Para santri pemalas itu kecewa karena Kyai Sepuh langsung masuk ke pendopo dan
tidak terlihat lagi sampai selesai waktu solat zuhur berjamaah. Mereka
bertanya-tanya kenapa Kyai Sepuh tidak terlihat di masjid. Padahal Ustadz Zaini
Miftah pernah mengatakan bila Kyai Sepuh tak pernah meninggalkan solat
berjamaah.
“Mungkin Kyai Sepuh kelelahan karena perjalanan jauh.”
“Tadi saya lihat Kyai Sepuh sempat keluar dari pendopo dan duduk-duduk sambil
merokok!”
“Kyai Sepuh tidak merokok!” Abdullah Miftah buru-buru meluruskan. Semua santri
terbengong-bengong.
“Sudahlah. Kita berbaik sangka saja, mungkin Kyai Sepuh sudah meng-khada
solatnya, karena beliau melakukan perjalanan jauh dari Mekkah. Ibadah haji,
meskipun mungkin sudah berkali-kali beliau lakukan, adalah ibadah fisik yang
tidak ringan mengingat usia beliau yang sudah sepuh. Sekarang kalian istirahat.
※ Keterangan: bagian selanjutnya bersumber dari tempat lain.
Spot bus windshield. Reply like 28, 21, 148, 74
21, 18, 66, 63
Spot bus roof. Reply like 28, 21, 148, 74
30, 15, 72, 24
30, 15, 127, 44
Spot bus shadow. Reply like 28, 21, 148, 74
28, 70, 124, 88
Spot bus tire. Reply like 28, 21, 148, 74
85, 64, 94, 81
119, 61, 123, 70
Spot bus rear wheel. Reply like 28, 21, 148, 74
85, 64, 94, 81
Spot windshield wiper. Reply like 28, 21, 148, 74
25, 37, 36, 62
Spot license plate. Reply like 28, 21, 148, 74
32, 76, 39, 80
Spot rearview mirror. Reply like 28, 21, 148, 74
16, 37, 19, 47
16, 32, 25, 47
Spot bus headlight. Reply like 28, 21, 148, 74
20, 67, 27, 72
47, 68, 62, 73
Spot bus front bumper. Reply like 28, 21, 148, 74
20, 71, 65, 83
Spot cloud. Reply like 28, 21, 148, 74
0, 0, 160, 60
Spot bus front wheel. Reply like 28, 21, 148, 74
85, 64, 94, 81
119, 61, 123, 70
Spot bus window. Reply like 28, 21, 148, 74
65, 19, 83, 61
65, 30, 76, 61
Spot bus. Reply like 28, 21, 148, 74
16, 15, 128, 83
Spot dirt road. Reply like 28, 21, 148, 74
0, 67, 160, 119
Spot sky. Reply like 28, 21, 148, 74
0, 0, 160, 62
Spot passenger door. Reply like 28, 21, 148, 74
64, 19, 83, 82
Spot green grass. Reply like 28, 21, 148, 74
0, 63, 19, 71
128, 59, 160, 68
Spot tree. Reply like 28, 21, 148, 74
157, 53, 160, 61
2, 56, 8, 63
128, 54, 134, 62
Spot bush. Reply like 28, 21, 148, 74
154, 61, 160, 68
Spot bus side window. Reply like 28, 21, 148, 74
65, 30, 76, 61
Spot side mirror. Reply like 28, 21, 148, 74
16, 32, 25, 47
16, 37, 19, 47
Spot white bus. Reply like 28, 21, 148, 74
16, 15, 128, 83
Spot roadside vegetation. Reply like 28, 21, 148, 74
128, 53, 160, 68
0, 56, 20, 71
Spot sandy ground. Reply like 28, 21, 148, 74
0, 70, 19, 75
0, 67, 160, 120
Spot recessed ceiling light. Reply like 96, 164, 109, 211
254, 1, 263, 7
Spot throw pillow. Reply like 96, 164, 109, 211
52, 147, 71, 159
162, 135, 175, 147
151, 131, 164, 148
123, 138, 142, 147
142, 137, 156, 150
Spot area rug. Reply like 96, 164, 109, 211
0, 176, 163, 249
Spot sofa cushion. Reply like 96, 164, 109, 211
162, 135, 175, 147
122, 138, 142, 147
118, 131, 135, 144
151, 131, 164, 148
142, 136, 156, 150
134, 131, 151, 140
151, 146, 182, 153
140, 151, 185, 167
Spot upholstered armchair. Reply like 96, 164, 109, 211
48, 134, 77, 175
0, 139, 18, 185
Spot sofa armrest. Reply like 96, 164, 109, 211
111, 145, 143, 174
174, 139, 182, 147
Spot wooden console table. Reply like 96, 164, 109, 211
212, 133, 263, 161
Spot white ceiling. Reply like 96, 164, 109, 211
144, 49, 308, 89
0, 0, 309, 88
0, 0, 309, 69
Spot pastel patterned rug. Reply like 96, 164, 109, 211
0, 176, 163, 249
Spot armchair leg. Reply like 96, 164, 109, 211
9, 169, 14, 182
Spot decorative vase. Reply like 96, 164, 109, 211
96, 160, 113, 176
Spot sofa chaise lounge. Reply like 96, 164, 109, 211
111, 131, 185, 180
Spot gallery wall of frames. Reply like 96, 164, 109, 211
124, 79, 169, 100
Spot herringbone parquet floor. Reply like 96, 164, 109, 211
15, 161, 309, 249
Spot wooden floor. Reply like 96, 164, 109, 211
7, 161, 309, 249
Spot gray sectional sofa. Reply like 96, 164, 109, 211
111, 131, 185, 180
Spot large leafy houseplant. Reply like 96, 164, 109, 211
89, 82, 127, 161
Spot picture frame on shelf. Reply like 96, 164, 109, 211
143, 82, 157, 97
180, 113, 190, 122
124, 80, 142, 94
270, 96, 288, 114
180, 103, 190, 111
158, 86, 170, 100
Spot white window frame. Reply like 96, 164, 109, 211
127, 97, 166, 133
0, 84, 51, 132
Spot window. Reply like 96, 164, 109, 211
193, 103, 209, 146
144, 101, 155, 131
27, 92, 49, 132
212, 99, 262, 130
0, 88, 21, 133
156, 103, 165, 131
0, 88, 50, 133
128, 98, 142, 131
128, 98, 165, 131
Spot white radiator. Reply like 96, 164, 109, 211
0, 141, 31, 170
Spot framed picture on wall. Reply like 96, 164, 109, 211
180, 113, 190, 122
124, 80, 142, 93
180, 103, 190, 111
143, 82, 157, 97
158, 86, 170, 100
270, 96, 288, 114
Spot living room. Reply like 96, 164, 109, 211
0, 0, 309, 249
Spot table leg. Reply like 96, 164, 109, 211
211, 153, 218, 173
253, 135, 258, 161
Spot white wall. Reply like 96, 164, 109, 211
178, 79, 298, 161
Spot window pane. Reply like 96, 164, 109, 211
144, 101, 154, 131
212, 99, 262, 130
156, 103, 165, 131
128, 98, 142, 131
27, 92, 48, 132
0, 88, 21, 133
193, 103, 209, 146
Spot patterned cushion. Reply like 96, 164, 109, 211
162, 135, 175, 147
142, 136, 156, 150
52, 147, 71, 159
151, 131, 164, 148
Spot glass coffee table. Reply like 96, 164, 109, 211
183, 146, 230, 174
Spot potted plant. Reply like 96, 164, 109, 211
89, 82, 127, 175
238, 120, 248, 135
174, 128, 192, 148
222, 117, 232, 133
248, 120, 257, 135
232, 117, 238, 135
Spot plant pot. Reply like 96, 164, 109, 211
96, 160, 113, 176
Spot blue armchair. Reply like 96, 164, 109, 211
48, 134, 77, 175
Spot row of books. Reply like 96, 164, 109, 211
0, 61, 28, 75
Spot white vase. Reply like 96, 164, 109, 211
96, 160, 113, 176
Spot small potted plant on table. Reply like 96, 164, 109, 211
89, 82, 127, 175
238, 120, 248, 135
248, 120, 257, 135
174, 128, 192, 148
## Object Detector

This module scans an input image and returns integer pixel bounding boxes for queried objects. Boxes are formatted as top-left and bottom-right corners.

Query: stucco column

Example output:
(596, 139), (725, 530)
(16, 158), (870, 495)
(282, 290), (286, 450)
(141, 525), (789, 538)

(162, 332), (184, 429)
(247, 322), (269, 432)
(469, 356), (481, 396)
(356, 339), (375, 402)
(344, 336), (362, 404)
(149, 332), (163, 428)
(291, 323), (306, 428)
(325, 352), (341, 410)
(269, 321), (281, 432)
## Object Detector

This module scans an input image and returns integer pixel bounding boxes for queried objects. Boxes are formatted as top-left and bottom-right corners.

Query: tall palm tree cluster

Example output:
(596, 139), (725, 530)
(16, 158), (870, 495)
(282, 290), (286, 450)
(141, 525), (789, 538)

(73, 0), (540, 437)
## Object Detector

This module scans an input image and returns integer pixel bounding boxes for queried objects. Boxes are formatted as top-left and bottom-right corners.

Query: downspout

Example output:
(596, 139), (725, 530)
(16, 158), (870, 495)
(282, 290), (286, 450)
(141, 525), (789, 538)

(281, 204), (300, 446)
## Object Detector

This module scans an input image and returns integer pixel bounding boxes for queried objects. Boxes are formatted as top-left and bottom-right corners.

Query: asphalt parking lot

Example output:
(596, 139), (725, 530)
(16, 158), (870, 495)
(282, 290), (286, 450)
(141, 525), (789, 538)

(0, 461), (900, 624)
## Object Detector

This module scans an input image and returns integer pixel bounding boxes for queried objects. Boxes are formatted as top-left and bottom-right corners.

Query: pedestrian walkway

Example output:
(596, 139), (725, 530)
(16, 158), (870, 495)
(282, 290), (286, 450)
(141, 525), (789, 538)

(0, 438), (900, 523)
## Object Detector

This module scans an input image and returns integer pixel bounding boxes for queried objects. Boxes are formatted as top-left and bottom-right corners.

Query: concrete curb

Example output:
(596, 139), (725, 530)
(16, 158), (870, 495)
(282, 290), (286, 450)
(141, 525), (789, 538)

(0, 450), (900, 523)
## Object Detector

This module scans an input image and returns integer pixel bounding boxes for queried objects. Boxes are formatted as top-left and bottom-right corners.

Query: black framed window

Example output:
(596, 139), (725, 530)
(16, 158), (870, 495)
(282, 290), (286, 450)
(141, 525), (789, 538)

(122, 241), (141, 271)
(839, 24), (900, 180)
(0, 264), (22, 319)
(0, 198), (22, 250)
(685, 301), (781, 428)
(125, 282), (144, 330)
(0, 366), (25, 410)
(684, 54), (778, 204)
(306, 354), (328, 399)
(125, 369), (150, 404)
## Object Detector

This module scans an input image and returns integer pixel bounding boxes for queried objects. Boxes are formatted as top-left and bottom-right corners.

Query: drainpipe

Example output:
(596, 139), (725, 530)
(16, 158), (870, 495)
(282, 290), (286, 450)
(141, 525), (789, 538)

Nanti jam dua kembali ke masjid untuk sama-sama mengkaji kitab.”
Tidak semua santri beristirahat. Diam-diam
beberapa santri bandel tadi berada di samping pendopo, mengintip ke arah pintu
pendopo tempat dimana Kyai Sepuh tinggal. Mereka ingin melihat langsung apa
yang sedang dikerjakan Kyai Sepuh. Kyai Sepuh ternyata sedang duduk-duduk
sambil menyeruput kopi. Kyai Sepuh melambaikan tangan ke arah santri yang
mengendap-endap di samping pendopo.
Demi dapat berdekat-dekatan dengan Kyai Sepuh, para santri bengal itu pun
menghampiri Kyai Sepuh dan duduk bersama-sama dengan sopan sesopan sopannya.
“Silakan… silakan duduk…”
Para santri pun duduk mengelilingi Kyai
Sepuh. Kyai Sepuh kembali menyeruput kopinya. Sssssshhhhh…!! Mulutnya mendesis
nikmat setelah semua kopi hilang dari gelasnya, hanya menyisakan ampas. Lalu
Kyai Sepuh mengambil rokok dan menyalakannya sebatang. Ketika ujung rokok sudah
menyelip di kedua bibirnya yang kehitaman, ujung tembakau itu sulit sekali
menyala karena api mati sebelum benar-benar menyulut ujung rokok. Kyai Sepuh
berusaha terus menyalakan rokoknya sambil menahan terpaan angin yang berembus.
Para santri sabar menunggu hingga api membakar ujung rokok itu. Kyai Sepuh
menghisapnya, dengan tenaga yang lebih giat lagi, hingga tembakau yang terbakar
terdengar mengeretek dan mengeluarkan asap berkepul-kepul.
“Pak Kyai, bukankah merokok itu diharamkan
oleh beberapa ulama tertentu…?” sindir salah satu santri, yang kemudian lengan
santri itu ditepuk oleh santri lainnya karena dianggap lancang.
“Sudah… jangan ribut. Kalian tentu ingin tahu alasan kenapa saya tetap merokok,
meskipun ada yang mengharamkannya. Menurut saya, merokok itu hukumnya mubah.
Dikerjakan atau ditinggalkan, tidak apa-apa.”
“Bukankah rokok dapat merusak kesehatan, Pak Kyai?”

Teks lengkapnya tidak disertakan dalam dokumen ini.